The intent of the cloud is to provide high availability from anywhere at any time. That availability is a boon for appropriate users, but it can be dangerous in the wrong hands. So, without the proper security protocols in place, the cloud puts organisations at risk.

Enterprises need to be able to identify users, properly authenticate them, and manage their entitlements before they are able to access certain areas or assets. However, in order this to happen, access control needs to be granular, which in turn requires accurate and complete identity data.

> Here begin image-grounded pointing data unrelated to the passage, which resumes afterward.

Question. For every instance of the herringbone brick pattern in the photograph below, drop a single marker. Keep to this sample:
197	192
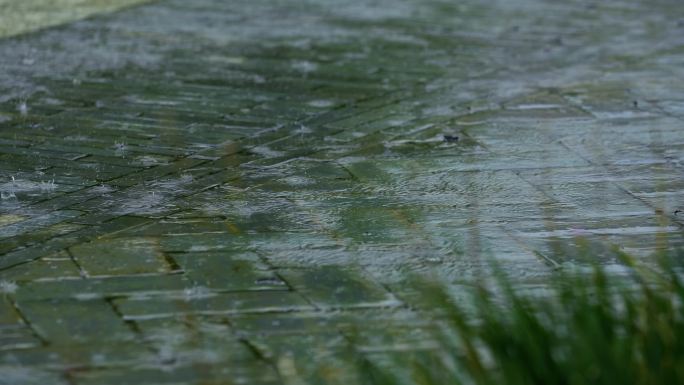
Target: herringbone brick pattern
230	191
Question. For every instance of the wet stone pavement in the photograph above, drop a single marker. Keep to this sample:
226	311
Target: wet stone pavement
219	192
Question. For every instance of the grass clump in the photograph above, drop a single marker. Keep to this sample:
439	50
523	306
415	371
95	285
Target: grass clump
587	327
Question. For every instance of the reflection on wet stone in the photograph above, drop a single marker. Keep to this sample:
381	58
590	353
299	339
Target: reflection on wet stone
210	189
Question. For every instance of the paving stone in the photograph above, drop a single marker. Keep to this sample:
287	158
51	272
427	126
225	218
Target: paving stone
133	255
236	198
93	288
70	321
331	287
229	271
200	301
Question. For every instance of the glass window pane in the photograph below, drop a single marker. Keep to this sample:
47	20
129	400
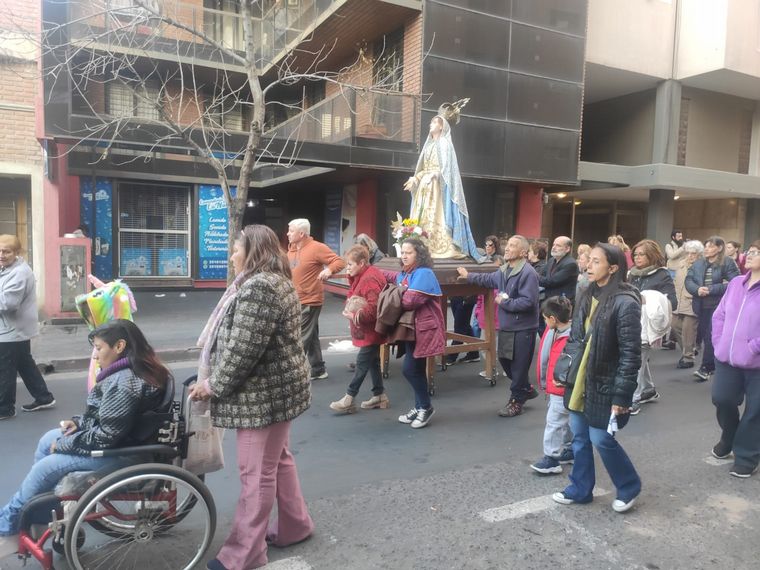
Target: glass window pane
458	34
563	15
544	102
540	52
539	153
448	81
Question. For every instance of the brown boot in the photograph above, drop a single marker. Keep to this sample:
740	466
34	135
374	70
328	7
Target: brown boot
345	405
380	401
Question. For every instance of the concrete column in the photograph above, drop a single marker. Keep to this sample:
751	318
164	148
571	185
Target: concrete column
667	115
660	215
752	224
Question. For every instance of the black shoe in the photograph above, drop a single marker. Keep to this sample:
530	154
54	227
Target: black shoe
37	405
471	357
703	374
721	450
742	472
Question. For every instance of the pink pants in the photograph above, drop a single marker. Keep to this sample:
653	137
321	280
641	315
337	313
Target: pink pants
267	471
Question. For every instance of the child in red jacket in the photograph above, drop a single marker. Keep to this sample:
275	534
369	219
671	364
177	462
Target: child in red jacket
365	283
557	435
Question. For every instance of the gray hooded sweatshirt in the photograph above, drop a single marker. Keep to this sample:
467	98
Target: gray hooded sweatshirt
18	302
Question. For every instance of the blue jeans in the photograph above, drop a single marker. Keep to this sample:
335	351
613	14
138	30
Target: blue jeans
414	372
48	469
616	461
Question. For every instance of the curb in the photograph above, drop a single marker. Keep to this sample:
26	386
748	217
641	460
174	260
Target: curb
168	355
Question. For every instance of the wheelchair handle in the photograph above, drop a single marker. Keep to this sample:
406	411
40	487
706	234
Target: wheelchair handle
157	449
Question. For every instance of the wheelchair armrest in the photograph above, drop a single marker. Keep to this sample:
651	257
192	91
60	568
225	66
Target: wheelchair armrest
157	449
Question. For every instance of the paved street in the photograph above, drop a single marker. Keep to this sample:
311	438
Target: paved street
460	493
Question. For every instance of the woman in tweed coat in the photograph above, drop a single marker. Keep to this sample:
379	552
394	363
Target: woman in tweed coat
254	369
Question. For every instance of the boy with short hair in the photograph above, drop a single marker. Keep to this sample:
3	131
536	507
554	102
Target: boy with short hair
556	312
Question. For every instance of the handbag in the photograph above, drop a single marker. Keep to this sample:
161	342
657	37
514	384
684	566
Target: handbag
204	447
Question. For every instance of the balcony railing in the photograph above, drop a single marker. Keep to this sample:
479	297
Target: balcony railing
354	115
119	24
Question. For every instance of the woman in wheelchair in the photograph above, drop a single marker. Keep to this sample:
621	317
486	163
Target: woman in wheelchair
131	382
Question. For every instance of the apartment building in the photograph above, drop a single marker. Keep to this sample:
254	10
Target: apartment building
154	209
671	123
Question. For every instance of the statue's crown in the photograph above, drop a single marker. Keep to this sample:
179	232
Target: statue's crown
450	111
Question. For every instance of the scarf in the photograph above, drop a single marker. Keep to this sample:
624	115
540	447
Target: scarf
120	364
634	272
207	340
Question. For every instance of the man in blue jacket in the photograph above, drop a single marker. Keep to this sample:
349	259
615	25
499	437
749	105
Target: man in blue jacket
517	298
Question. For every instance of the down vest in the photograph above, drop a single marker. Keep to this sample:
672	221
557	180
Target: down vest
615	353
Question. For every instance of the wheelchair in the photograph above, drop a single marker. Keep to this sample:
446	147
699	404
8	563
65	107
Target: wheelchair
150	514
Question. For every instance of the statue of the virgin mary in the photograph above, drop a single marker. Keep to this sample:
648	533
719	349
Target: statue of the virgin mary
437	195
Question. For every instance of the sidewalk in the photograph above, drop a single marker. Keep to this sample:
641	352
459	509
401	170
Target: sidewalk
171	321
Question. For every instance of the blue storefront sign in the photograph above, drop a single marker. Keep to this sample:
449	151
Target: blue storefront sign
213	232
100	225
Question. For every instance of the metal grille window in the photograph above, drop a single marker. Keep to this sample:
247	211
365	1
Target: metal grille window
154	231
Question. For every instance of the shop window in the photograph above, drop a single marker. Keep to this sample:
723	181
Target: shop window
154	230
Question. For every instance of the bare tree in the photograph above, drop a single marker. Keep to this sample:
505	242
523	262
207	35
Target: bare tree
208	91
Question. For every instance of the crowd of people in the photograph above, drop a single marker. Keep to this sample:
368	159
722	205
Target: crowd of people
588	322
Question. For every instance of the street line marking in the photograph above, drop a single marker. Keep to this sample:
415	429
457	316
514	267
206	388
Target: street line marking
710	460
293	563
526	507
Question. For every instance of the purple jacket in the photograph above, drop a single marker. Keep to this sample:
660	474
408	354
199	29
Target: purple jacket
736	325
520	311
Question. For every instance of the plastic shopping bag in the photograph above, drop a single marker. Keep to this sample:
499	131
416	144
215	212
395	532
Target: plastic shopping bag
204	449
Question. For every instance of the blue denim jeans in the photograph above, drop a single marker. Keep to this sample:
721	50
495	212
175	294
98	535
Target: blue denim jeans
616	461
48	469
414	372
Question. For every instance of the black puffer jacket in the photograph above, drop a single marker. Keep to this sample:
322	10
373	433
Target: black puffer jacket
114	406
658	279
615	356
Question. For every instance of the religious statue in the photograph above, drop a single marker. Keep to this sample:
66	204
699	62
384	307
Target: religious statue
437	195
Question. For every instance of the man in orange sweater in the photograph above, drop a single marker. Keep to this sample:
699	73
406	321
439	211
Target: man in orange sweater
311	262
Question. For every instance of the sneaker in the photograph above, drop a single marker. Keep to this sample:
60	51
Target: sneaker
621	506
408	417
562	499
703	374
648	397
423	418
380	401
512	409
471	357
37	405
345	405
721	450
547	466
566	456
742	472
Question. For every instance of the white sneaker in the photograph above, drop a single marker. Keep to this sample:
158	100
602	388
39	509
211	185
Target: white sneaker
423	418
620	507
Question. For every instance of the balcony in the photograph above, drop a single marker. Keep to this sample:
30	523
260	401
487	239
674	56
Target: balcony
355	118
120	26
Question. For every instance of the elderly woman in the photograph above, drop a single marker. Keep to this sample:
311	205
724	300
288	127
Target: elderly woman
736	336
422	294
18	324
684	318
254	369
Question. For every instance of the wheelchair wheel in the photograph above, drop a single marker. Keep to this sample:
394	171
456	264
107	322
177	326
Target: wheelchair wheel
117	526
166	519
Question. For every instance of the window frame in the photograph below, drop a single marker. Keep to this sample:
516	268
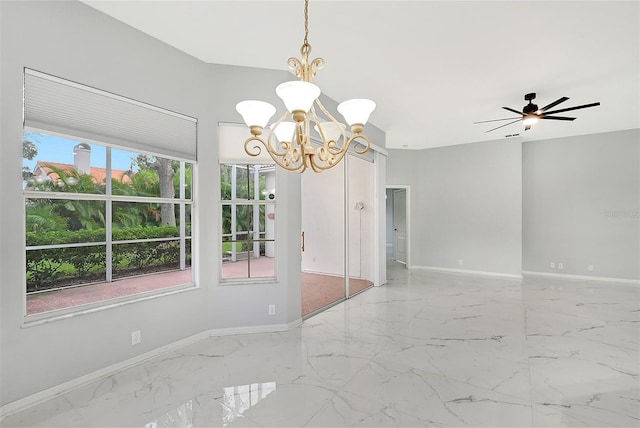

By having an authoritative pipeline of  identity data, IT teams are able to accurately identify who each user is and what they are allowed to access. Ideally, the organisation will leverage some type of intelligence, such as Machine Learning, Artificial Intelligence, or Behavioral Analysis to furtner ensure that the context of the authorised usage of the identity and data is aligned with normal and approved activity.  This then gives IT teams complete visibility over their network and, ultimately, tightens security gaps. On a strategic business level, having a global view of identity data makes it possible to achieve improved performance and outcomes, greater security and compliance, expedited time to market, and other benefits.

What is an Identity Data Fabric and how can it unify distributed identity data?

Organisations can greatly improve visibility by  unifying their identity data with an approach called an Identity Data Fabric. This enables a single pane of visibility for all identities to highlight redundancies in identities, ghost accounts, and profiles with unnecessarily high privileges. 

By working at the data layer rather than the application layer, an Identity Data Fabric approach unifies identity data from all sources, be it stored on the cloud or on-prem. Applications and systems can hence access identity data from anywhere at any given point, irrespective of the formats or protocols they use.

Identity data fabric also allows an organisation to partition or carve identity data in order to limit exposing an entire identity store to an application or user if it isn’t warranted. Hence, an employee or application can only view the data that is relevant and not the entire data archive, reducing the chance of a security breach from a potential disgruntled insider threat or compromised application. 

Accuracy, efficiency and security are the three components to ensure that hybrid cloud environments meet the needs of the business. Building anIdentity Data Fabric offers a single source of identity, which can serve both immediate and long-term cloud migration projects.  

A key takeaway from this in-depth view into identity protection is that the best time for a company to start their identity protection program is now. Managing identity will only become more difficult as IT environments continue to grow in scope and complexity, so the sooner firms act, the better.